Resque is our Redis-backed library for creating background jobs, placing those jobs on multiple queues, and processing them later.
Background jobs can be any Ruby class or module that responds to
perform. Your existing classes can easily be converted to background
jobs or you can create new classes specifically to do work. Or, you
can do both.
All the details are in the README. We've used it to process over 10m jobs since our move to Rackspace and are extremely happy with it.
But why another background library?
A Brief History of Background Jobs
We've used many different background job systems at GitHub. SQS, Starling, ActiveMessaging, BackgroundJob, DelayedJob, and beanstalkd. Each change was out of necessity: we were running into a limitation of the current system and needed to either fix it or move to something designed with that limitation in mind.
With SQS, the limitation was latency. We were a young site and heard stories on Amazon forums of multiple minute lag times between push and pop. That is, once you put something on a queue you wouldn't be able to get it back for what could be a while. That scared us so we moved.
ActiveMessaging was next, but only briefly. We wanted something focused more on Ruby itself and less on libraries. That is, our jobs should be Ruby classes or objects, whatever makes sense for our app, and not subclasses of some framework's design.
BackgroundJob (bj) was a perfect compromise: you could process Ruby jobs or Rails jobs in the background. How you structured the jobs was largely up to you. It even included priority levels, which would let us make "repo create" and "fork" jobs run faster than the "warm some caches" jobs.
However, bj loaded the entire Rails environment for each job. Loading Rails is no small feat: it is CPU-expensive and takes a few seconds. So for a job that may take less than a second, you could have 8 - 20s of added overhead depending on how big your app is, how many dependencies it requires, and how bogged down your CPU is at that time.
DelayedJob (dj) fixed this problem: it is similar to bj, with a database-backed queue and priorities, but its workers are persistent. They only load Rails when started, then process jobs in a loop.

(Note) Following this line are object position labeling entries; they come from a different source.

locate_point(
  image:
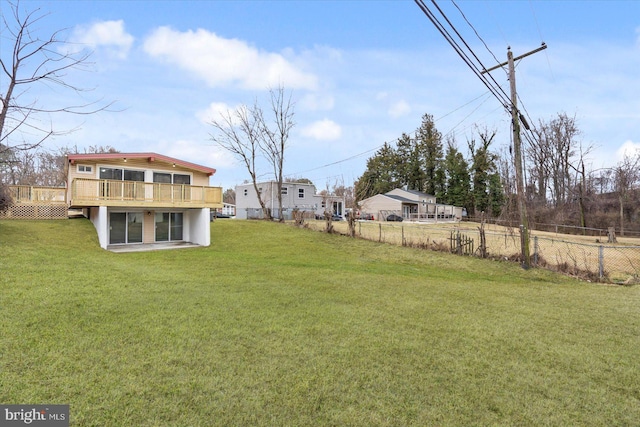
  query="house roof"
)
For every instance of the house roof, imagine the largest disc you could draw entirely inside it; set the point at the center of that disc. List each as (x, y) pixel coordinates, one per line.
(151, 157)
(401, 199)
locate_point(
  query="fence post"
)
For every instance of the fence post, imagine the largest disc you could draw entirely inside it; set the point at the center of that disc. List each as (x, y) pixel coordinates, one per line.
(601, 261)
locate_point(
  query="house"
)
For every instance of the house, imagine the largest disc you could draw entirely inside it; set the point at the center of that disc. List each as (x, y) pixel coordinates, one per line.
(410, 205)
(228, 211)
(295, 196)
(142, 198)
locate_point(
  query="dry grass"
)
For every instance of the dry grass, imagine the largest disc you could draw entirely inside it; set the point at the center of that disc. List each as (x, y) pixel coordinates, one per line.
(572, 254)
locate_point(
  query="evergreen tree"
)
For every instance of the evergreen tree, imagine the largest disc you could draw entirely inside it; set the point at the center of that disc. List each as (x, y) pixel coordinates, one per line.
(381, 175)
(410, 169)
(458, 184)
(430, 148)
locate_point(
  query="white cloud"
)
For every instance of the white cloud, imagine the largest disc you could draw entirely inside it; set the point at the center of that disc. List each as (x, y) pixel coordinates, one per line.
(107, 34)
(214, 112)
(317, 102)
(628, 148)
(399, 109)
(220, 61)
(323, 130)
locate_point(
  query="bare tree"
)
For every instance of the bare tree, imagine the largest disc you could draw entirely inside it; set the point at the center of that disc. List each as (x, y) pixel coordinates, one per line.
(239, 132)
(274, 139)
(29, 63)
(626, 178)
(552, 153)
(247, 135)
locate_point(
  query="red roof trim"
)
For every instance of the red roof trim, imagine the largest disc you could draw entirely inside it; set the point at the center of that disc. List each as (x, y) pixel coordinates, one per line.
(151, 157)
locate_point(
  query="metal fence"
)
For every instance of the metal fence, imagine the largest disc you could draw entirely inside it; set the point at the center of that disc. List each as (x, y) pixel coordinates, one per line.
(583, 256)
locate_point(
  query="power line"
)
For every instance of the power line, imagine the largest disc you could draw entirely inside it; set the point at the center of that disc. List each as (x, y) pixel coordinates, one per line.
(494, 87)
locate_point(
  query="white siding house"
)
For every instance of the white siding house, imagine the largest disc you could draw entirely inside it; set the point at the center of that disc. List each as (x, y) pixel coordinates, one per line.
(410, 205)
(295, 195)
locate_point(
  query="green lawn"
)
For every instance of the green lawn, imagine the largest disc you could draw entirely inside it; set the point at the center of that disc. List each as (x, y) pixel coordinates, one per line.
(279, 326)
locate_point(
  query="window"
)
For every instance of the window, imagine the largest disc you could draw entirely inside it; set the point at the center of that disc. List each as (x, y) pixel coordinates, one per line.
(169, 226)
(125, 227)
(84, 169)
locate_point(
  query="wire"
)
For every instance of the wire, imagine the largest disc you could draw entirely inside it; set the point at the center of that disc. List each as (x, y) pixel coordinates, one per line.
(474, 30)
(494, 87)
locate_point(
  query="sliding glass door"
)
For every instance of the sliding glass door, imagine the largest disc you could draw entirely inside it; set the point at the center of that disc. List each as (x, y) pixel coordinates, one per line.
(169, 226)
(125, 227)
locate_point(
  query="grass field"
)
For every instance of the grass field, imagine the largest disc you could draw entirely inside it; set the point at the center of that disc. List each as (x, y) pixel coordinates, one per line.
(274, 325)
(589, 257)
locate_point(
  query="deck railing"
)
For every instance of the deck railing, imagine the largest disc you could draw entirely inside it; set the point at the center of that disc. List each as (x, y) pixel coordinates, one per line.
(33, 195)
(101, 192)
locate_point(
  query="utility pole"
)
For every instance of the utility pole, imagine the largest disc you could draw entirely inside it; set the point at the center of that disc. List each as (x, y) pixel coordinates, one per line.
(517, 150)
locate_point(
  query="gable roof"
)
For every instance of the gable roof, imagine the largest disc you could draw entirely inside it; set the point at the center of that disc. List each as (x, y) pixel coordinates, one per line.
(151, 157)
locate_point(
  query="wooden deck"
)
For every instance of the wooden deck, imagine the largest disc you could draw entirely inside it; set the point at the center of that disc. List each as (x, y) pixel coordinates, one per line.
(95, 192)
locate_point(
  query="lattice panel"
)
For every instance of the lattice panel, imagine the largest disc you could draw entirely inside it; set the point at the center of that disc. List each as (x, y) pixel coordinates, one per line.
(35, 212)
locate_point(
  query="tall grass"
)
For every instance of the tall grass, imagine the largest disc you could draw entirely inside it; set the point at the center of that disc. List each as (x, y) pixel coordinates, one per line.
(274, 325)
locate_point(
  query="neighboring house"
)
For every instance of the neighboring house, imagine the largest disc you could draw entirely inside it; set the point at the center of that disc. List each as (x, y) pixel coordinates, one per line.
(139, 198)
(295, 196)
(228, 211)
(410, 205)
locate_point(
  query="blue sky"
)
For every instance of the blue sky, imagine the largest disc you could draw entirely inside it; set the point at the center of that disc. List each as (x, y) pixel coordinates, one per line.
(360, 72)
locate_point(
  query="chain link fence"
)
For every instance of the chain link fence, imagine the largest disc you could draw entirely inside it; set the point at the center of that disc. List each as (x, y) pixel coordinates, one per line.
(583, 256)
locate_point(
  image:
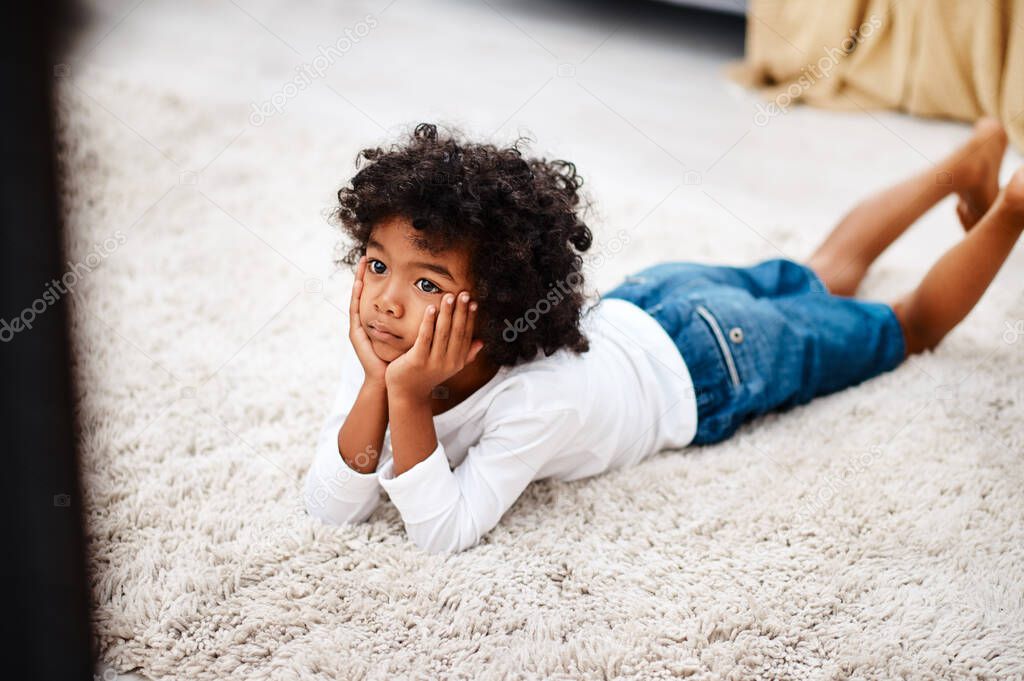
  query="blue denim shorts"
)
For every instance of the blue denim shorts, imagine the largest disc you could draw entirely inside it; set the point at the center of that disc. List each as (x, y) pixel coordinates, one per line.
(765, 337)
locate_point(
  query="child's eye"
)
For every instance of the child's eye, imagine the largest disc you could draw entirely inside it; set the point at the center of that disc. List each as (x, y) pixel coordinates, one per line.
(432, 287)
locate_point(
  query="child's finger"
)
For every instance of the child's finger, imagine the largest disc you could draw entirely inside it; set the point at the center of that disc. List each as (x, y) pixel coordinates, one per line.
(425, 336)
(470, 326)
(442, 330)
(353, 303)
(474, 350)
(459, 342)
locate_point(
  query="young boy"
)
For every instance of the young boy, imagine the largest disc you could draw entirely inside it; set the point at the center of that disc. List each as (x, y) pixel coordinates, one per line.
(468, 266)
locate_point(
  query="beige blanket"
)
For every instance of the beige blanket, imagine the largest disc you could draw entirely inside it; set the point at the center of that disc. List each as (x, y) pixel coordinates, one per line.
(951, 58)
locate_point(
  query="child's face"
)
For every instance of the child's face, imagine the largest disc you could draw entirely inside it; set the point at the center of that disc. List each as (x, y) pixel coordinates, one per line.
(401, 280)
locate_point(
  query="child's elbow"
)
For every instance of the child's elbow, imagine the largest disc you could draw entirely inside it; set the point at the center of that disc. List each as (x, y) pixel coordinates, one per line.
(334, 511)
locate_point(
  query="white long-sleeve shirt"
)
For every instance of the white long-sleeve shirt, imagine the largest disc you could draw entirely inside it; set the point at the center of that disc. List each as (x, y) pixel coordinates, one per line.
(565, 416)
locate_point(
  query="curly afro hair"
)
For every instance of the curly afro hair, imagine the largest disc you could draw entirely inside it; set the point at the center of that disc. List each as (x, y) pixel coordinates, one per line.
(517, 216)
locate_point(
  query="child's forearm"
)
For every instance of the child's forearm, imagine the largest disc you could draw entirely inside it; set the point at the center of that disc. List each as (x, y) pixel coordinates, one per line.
(361, 436)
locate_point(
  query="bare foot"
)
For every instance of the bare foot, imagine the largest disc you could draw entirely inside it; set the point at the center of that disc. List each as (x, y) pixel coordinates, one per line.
(976, 170)
(1013, 193)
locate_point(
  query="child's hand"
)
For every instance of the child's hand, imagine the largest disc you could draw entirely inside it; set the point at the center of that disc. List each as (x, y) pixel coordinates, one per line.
(373, 366)
(443, 345)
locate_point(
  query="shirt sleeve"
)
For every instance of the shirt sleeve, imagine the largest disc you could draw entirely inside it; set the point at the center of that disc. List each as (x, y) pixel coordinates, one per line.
(333, 492)
(446, 511)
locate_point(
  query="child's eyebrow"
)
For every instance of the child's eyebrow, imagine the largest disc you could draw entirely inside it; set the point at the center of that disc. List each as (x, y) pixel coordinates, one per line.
(434, 267)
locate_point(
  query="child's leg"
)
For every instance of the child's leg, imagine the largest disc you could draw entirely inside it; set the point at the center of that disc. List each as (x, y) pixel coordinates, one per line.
(972, 171)
(956, 281)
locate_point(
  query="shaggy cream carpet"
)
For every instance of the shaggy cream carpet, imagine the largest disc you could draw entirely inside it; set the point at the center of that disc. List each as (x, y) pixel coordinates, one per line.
(877, 533)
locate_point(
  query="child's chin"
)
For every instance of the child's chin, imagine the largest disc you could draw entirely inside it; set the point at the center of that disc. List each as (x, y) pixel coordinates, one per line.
(385, 351)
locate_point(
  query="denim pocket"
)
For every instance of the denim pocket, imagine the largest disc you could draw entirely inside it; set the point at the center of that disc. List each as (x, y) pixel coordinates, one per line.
(721, 341)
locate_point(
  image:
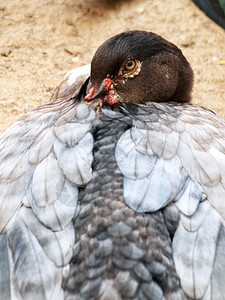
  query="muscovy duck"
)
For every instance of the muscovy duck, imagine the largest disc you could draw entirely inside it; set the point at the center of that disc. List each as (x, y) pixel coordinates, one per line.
(115, 188)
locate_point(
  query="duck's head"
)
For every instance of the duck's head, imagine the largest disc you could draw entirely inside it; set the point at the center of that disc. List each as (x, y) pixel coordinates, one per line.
(138, 67)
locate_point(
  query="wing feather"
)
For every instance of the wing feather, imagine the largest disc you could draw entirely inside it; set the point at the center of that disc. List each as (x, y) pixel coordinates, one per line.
(44, 157)
(186, 147)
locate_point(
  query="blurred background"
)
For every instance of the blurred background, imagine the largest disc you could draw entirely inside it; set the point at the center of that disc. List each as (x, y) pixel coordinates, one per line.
(40, 41)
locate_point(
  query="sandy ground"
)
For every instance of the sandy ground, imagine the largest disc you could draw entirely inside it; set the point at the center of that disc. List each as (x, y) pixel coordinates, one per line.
(41, 40)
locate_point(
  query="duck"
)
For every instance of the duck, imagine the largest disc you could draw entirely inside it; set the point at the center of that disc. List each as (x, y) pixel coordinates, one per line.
(114, 189)
(214, 9)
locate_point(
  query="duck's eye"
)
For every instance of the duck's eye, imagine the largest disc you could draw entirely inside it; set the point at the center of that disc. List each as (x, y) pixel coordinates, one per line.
(130, 65)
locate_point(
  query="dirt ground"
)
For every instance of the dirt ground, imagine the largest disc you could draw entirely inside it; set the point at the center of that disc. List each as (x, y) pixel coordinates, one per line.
(41, 40)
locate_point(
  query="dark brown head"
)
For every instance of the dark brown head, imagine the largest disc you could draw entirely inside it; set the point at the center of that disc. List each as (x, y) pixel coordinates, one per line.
(137, 67)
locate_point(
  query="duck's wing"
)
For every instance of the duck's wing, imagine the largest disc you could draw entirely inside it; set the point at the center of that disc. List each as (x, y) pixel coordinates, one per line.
(173, 157)
(44, 158)
(214, 9)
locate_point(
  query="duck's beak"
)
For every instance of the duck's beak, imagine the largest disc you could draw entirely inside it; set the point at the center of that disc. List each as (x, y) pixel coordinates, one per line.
(93, 93)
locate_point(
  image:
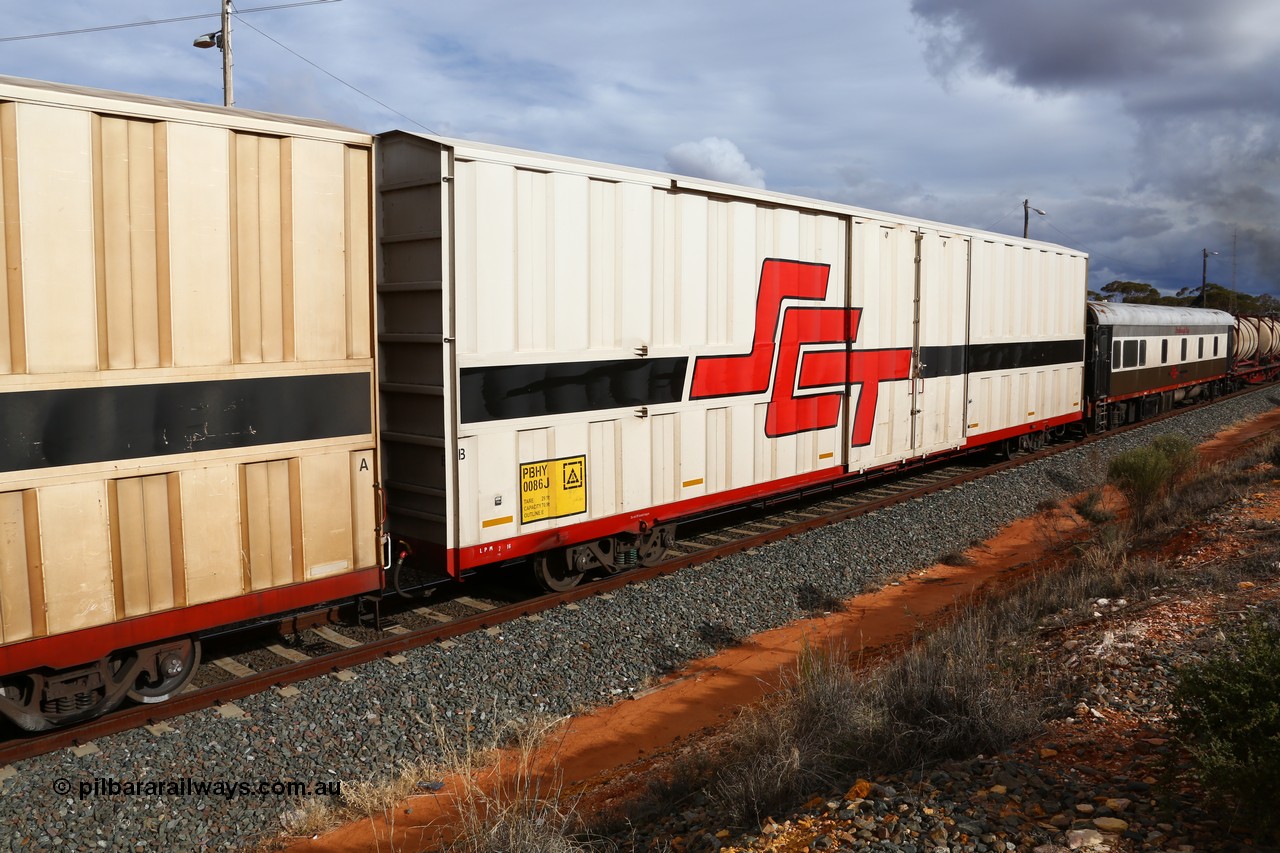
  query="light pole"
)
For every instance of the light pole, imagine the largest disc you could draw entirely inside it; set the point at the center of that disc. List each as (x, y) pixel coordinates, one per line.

Jobs are just YAML-marshalled Ruby objects. With some magic you can turn any method call into a job to be processed later.
Perfect. DJ lacked a few features we needed but we added them and contributed the changes back.
We used DJ very successfully for a few months before running into some issues. First: backed up queues. DJ works great with small datasets, but once your site starts overloading and the queue backs up (to, say, 30,000 pending jobs) its queries become expensive. Creating jobs can take 2s+ and acquiring locks on jobs can take 2s+, as well. This means an added 2s per job created for each page load. On a page that fires off two jobs, you're at a baseline of 4s before doing anything else.
If your queue is backed up because your site is overloaded, this added overhead just makes the problem worse.
Solution: move to beanstalkd. beanstalkd is great because it's fast, supports multiple queues, supports priorities, and speaks YAML natively. A huge queue has constant time push and pop operations, unlike a database-backed queue.
beanstalkd also has experimental persistence - we need persistence.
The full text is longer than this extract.